O petróleo do tipo Brent, que passou a manhã em queda, sobe agora 2,80%, a US$ 32,68. O produto chegou a atingir US$ 33,49. A commodity ganhou força após notícia de que a Rússia discute a possibilidade de coordenação com a Opep (Organização dos Países Exportadores de Petróleo). Também influenciou o fato de os estoques no maior hub americano de armazenamento de petróleo nos EUA, em Oklahoma, ter diminuído em 771 mil barris na semana passada, para 63,4 milhões.
O dólar comercial, que registrava a quarta queda consecutiva ao longo do dia, agora sobe 0,49%. A divisa americana opera cotada a R$ 4,087 para compra e a R$ 4,089 para venda. Na mínima da sessão, porém, o dólar chegou a valer R$ 4,031. Os investidores estão atentos à reunião do Fomc que, no fim da tarde, decidirá sobre a taxa de juros dos Estados Unidos. A expectativa é de manutenção das taxas.
— O mercado opera muito na expectativa com relação ao Fomc. Embora a reunião de agora não deva mudar muita coisa, os investidores querem saber se haverá algum indício sobre quando ocorrerá a próxima alta de juros. Antes, previa-se que haveria quatro altas este ano mas, com a recente queda do petróleo, as expectativas agora são de mais uma ou duas. O petróleo mais barato tem impacto deflacionário nos EUA, já que se reflete imediatamente nas bombas.

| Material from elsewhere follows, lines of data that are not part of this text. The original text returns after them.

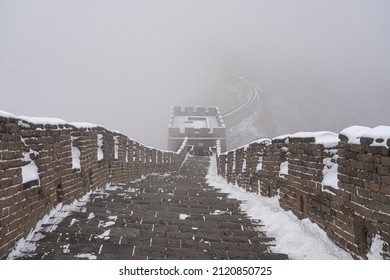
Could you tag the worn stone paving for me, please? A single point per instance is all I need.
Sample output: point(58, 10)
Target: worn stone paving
point(171, 216)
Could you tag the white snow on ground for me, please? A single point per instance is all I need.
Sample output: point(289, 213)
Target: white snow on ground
point(299, 239)
point(26, 246)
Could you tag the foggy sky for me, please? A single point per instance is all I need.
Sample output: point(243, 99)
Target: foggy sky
point(122, 64)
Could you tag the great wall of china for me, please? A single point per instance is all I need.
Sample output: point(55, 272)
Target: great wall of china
point(44, 162)
point(339, 181)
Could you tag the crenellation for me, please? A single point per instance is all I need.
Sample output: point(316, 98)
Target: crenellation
point(49, 147)
point(352, 210)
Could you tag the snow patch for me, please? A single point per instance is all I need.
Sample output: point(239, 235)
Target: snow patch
point(380, 134)
point(76, 164)
point(100, 154)
point(83, 125)
point(330, 173)
point(326, 138)
point(30, 170)
point(354, 133)
point(85, 256)
point(376, 250)
point(184, 216)
point(116, 146)
point(283, 169)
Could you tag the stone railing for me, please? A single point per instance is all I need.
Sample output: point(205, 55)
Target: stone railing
point(44, 162)
point(340, 182)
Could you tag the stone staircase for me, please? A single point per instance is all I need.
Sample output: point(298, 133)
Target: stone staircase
point(170, 216)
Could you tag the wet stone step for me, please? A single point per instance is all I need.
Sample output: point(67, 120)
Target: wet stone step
point(160, 217)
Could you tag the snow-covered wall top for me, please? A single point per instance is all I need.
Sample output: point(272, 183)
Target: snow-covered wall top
point(339, 181)
point(379, 134)
point(47, 161)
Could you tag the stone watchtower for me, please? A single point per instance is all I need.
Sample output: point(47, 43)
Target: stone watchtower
point(203, 127)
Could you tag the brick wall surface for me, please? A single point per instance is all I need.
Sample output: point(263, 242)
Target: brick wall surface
point(352, 213)
point(50, 149)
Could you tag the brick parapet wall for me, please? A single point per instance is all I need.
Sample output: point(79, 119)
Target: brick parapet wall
point(351, 212)
point(23, 201)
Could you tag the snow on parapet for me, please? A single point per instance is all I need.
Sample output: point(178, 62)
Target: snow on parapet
point(354, 133)
point(326, 138)
point(40, 120)
point(5, 114)
point(380, 134)
point(83, 125)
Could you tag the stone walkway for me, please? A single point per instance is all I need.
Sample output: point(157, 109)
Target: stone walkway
point(176, 216)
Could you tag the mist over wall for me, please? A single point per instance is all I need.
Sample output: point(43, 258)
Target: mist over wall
point(323, 65)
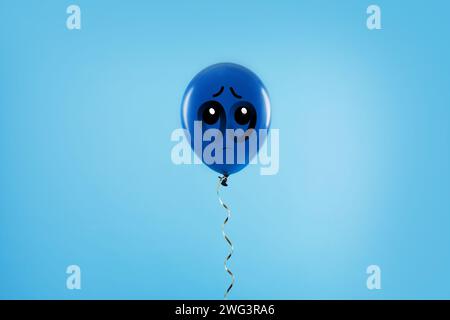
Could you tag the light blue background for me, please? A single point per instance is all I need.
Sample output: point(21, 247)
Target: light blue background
point(86, 176)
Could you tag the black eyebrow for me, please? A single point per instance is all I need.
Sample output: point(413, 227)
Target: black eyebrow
point(234, 93)
point(218, 93)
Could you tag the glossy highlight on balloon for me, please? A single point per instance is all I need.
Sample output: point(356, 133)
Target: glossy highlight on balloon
point(227, 96)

Por causa dessas projeções sobre os juros, o dólar está caindo há alguns dias — avaliou Paulo Gomes, economista-chefe da Azimut.
No mercado acionário europeu, os índices operam em queda puxados por resultados corporativos decepcionantes e por nova queda do petróleo. O índice de referência do continente Euro Stoxx 50 recua 0,76%, enquanto a Bolsa de Londres tem baixa de 0,34%. Em Paris, a queda é de 0,45%, e em Frankfurt, de 0,56%.
Na Ásia, as ações chinesas recuperaram grande parte das perdas registradas durante o dia no fim de uma sessão volátil nesta quarta, terminando com ligeira queda. O índice CSI300, que reúne as maiores companhias listadas em Xangai e Shenzhen, recuou 0,35%, enquanto a Bolsa de Xangai teve baixa de 0,5%. Em Tóquio, o índice Nikkei avançou 2,72%.
DENÚNCIA SEGUE PRESSIONANDO JBS
Além da Petrobras, também contribui para a alta do Ibovespa a Vale, cuja ação ON sobe 6,81% (R$ 9,56) e a PN avança 5,71%, a R$ R$ 7,22. A companhia é favorecida pela alta de 3,29% na cotação da tonelada do minério de ferro, a US$ 42,43.
Entre os bancos, o Banco do Brasil ON recua 0,23% (R$ 12,87), enquanto o Bradesco PN sobe 1,98%, a R$ 17,49. O Itaú Unibanco PN avança 1,44% (R$ 23,93).
A JBS tem seu terceiro pregão de forte queda. Ontem, o papel ON despencou 7,33% depois que o Ministério Público acusou executivos da companhia e do Banco Rural de suposto crime financeiro. Hoje, a ação despenca 13,9%, a R$ 8,46.